Ted se bajó de la furgoneta con un portazo que sonó a sentencia judicial en firme. Maya hizo un esfuerzo ingente para controlarse hasta que aquel desgraciado desapareció tras la puerta del hotel, donde con casi toda seguridad seguía desahogándose con el chico de recepción. Cuando lo perdió de vista no pudo resistirlo más y arrancó a llorar. Fue un llanto explosivo y cargado de rabia. Golpeó una y otra vez el volante mientras gritaba llena de ira dentro de aquellas campanas insonorizadas que eran el interior de la furgoneta y su mente. Pasaron casi quince minutos antes de que pudiera calmarse.

Se sentía anulada y absorbida por aquel hombre. Su opinión nunca se tenía en cuenta y así no iban a cambiar las cosas. Aunque con ciertos remordimientos, recordó la felicidad que sintió la noche anterior cuando estaba filmando aquel suceso que parecía una película de terror. Se había sentido poderosa, creadora, con una visión que iba a dejar huella y a través de la cual la conocerían. Sin embargo, todo lo ocurrido durante la mañana había evaporado aquel sueño. ¿Eso le esperaba a ella? ¿Ahí acababa su viaje? ¿Tanto sufrimiento para nada?

Se apeó de la furgoneta. El bote de spray azul eléctrico que siempre llevaba en uno de los bolsillos de sus pantalones raperos tintineó al bajar. Pegó un vistazo alrededor con una necesidad imperiosa; aquel bote le quemaba en la pierna. Vio el callejón que había entre el hotel y el siguiente edificio y se dirigió hacia allá. Se aseguró de que nadie la viera entrar y buscó la mejor parte del muro, una que estuviera lo suficientemente limpia para que su pieza luciera. Sacó el bote y empezó a trabajar con la precisión de un Terminator: fría, segura, rotunda y rápida. Había repetido aquella pieza miles de veces, con lo que el proceso estaba grabado a fuego en su memoria; cada trazo, cada arco, cada detalle y cada brillo surgían en un orden perfectamente calculado e invariable.

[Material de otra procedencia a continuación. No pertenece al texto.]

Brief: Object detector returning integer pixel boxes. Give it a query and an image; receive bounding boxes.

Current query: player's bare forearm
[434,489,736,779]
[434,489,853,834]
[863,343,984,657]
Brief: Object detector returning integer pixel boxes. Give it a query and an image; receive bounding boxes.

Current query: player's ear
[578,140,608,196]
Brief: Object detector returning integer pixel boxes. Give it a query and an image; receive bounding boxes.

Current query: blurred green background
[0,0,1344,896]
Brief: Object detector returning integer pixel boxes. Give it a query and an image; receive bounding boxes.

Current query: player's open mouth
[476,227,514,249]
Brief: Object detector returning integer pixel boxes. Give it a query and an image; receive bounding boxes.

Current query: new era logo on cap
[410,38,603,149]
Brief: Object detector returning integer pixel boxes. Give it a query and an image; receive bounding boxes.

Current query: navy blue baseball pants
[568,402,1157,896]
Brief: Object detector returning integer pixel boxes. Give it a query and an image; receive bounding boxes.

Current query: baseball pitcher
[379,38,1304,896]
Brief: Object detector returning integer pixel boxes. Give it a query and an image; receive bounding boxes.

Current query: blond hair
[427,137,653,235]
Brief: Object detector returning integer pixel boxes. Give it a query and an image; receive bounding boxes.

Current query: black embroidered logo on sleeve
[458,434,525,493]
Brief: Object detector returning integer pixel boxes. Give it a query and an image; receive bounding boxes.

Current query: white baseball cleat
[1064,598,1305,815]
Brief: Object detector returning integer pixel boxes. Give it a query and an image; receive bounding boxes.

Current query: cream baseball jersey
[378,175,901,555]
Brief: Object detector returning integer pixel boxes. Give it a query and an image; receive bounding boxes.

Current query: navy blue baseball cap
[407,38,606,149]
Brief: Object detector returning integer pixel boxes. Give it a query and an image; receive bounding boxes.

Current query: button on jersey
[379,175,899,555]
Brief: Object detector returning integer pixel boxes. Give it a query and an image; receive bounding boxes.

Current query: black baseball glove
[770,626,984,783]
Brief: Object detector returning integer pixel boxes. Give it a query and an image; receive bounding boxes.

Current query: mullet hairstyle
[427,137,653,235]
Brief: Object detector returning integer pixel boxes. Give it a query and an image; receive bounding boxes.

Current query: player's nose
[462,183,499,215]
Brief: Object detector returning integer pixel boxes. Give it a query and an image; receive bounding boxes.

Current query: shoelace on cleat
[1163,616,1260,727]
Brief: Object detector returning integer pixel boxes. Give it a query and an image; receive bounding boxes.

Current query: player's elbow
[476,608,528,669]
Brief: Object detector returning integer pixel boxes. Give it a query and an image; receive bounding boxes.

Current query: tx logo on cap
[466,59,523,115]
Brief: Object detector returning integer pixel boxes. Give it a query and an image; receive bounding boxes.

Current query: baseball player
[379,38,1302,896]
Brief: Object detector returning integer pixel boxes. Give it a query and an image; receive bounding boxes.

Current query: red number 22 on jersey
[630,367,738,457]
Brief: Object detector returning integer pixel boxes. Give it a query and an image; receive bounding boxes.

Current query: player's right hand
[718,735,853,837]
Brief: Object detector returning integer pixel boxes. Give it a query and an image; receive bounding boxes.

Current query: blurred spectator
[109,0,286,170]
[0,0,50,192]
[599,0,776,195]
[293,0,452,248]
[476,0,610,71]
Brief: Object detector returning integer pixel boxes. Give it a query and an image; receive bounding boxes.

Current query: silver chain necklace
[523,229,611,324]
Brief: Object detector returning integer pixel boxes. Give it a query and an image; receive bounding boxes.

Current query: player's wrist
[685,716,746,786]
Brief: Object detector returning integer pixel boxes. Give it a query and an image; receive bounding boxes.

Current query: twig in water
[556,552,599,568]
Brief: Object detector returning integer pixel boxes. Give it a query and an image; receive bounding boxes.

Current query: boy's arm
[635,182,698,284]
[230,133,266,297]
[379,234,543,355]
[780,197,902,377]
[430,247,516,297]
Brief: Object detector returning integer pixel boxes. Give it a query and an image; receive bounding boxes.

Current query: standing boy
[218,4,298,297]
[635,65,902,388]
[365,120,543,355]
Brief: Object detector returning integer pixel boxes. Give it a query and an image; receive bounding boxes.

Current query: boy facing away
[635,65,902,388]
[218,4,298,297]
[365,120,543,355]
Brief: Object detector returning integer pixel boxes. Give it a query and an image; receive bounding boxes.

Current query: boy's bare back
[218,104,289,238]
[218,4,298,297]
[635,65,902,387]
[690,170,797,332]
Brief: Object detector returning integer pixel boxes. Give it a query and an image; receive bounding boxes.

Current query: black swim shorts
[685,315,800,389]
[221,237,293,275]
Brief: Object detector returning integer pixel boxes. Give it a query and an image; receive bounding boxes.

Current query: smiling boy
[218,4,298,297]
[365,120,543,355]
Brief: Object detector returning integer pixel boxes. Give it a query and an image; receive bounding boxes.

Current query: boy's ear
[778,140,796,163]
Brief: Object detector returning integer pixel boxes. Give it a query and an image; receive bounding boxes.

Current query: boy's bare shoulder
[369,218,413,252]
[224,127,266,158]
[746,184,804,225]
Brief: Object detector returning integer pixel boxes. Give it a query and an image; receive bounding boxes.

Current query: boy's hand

Cuando hubo terminado, se echó un poco atrás y admiró su pieza. Con una tipografía expresionista que recordaba al cartel de Metrópolis, se podía leer el alter ego de Maya: «Tawba». Y era más que eso. Su firma, la demostración de que había existido en ese lugar y en ese momento preciso. Un acto autorreferencial que compartían los miembros de la subcultura rapera. En el caso de Maya, además, tenía un significado más profundo. Su firma era parte de la palabra «catawba», tribu indígena a la que habían pertenecido sus antepasados, y que Maya todavía atestiguaba con el tono de su piel. Dedicó un último vistazo a la pieza, pensando que era una bonita manera de honrar a su familia, y no solo por el nombre; si los padres de sus padres pensaban que, una vez muertos, algo quedaba de ellos en el mundo, ella también dejaría algo, aunque solo fuera aquel nombre en aquella pared.